"А, все равно,-- произнес господин фон Пазенов,-- к тому же уже достаточно поздно. Я думаю, пора уходить, господа". В дрожках отец с сыном сидели рядом: выпрямленные спины, трости поставлены между колен, отчужденно. Наконец старик промолвил: "А пятьдесят марок она все-таки взяла. И затем с легкостью убежала". "Бесстыжий",-- подумал Иоахим.
К вопросу о форме Бертранд мог бы сказать лишь следующее: когда-то только церковь возвышалась судьей над человеком, и каждый знал, что он грешник. Теперь же грешник вершит суд над грешником, и этим не исчерпываются все ценности анархии, а вместо того, чтобы заплакать, брат должен сказать брату: "Ты поступил несправедливо". И если когда-то это были просто одежды духовных лиц, которые выделялись среди других, словно что-то сверхчеловеческое, и мерцали в форме и еще в облачении на фоне мирской жизни, то вследствие потери великой нетерпимости веры небесное облачение было заменено земным и обществу пришлось расслоиться соответственно земным иерархиям и формам и возвести их вместо веры в абсолют. А поскольку это всегда романтично, когда земное возводится в абсолют, то строгой романтикой собственно этого века является романтика формы, подобно тому, как вне этого мира и времени существует идея формы, идея, которой нет, но которая в то же время так могущественна, что овладевает людьми намного сильнее, чем любая из земных профессий, идея, не существующая и, тем не менее, столь сильная, что делает человека в форме скорее одержимым формой, но никогда -- служакой в гражданском смысле, может, как раз потому, что человек, который носит форму, питается сознанием того, что обеспечивает собственно уклад жизни своего времени, а значит, и надежность своей собственной жизни.

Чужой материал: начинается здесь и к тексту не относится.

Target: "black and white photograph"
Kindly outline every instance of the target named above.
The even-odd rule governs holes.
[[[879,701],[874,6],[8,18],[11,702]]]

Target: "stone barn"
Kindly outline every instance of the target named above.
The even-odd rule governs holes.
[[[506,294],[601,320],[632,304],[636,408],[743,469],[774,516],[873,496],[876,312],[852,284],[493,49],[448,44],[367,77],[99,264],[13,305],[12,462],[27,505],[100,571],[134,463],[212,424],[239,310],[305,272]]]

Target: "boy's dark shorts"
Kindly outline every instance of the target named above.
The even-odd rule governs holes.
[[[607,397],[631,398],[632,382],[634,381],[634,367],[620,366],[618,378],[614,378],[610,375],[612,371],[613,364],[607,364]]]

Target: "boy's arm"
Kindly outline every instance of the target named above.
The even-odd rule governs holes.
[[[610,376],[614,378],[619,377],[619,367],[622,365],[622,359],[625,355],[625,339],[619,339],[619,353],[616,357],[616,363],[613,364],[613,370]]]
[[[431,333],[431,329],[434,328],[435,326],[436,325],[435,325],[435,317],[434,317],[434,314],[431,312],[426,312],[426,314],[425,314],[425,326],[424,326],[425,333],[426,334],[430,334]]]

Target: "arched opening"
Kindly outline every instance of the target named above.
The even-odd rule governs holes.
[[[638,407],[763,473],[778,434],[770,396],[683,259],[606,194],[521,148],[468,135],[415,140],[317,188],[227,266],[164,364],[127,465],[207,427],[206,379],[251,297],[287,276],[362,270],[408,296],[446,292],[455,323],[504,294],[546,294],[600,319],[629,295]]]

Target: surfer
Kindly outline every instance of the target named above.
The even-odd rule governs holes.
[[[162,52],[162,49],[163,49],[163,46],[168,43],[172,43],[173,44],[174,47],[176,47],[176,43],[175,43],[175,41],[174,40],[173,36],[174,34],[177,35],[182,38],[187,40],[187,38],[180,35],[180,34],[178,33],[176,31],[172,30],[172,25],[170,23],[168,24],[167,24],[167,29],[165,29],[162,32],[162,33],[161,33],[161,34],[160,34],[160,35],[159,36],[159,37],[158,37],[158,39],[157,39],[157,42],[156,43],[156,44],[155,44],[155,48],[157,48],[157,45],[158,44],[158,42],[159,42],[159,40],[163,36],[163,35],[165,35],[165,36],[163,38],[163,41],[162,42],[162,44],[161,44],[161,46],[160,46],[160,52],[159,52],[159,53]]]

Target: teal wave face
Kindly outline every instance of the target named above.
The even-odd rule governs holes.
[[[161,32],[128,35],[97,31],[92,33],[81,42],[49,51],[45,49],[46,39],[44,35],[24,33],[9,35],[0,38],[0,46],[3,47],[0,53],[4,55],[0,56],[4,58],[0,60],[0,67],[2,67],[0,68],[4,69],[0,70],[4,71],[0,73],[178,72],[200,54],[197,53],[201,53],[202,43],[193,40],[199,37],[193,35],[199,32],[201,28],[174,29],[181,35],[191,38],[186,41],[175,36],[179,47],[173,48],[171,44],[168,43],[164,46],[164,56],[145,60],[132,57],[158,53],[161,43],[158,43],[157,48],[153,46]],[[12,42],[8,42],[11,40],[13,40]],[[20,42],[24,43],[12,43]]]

Бертранду хотелось бы так сказать: но если это вне всякого сомнения осознается не каждым человеком, носящим форму, то несомненно все же и то, что каждый, кто много лет носит форму, находит в ней лучший порядок вещей, чем человек, который просто меняет гражданскую одежду для сна на такую же гражданскую одежду для работы. Конечно, ему самому не приходится задумываться об этих вещах, ибо подходящая форма обеспечивает своему владельцу четкое отделение его личности от внешнего мира; она подобна прочному футляру, где резко и четко граничат друг с другом и различаются мир и личность; ведь истинная задача формы в том и состоит, чтобы показывать и определять порядок в мире, устранять все расплывчатое и преходящее в жизни точно так же, как она прячет все дряблое и бесформенное на человеческом теле, обязана покрывать его белье, его тело, как часовой на посту обязан одевать белые перчатки. Так человеку, который застегивает по утрам свою форму до последней пуговицы, действительно дана вторая, более толстая кожа, и возникает чувство, словно он вернулся в собственную, более прочную жизнь. Замкнутый в своем более прочном футляре ремнями и застежками, он начинает забывать об исподних одеждах, и ненадежность жизни да и жизнь сама уходят куда-то вдаль. И если он натягивает нижний край форменного кителя, чтобы он не собирался в складки на груди и на спине, то тогда даже ребенок, который все-там. любит этого человека, женщина, целуя которую он произвел этого ребенка, отодвигаются так сильно в гражданскую даль, что он едва ли узнает ее уста, подставленные для прощального поцелуя, и его дом становится ему чужим, местом, которое в форме позволительно только посещать. И когда он затем идет в своей форме в казарму или на службу, не замечая при этом людей, одетых по-иному, то это вовсе не гордыня; до его сознания просто не доходит, что под теми другими, варварскими одеждами скрывается что-то такое, что могло бы иметь что-нибудь хоть чуть-чуть общее с подлинным человечеством, как он себе его представляет. Именно поэтому человек в форме не слеп и даже не ослеплен своими предубеждениями, как это часто принято считать; он все еще человек, как ты или я, думает о еде и о женщине, читает свою газету за завтраком; но он больше уже не связан с этими вещами, и поскольку они его уже почти что не касаются, то теперь он может делить их на хорошие и плохие, ибо на нетерпимости и непонимании покоится надежность жизни.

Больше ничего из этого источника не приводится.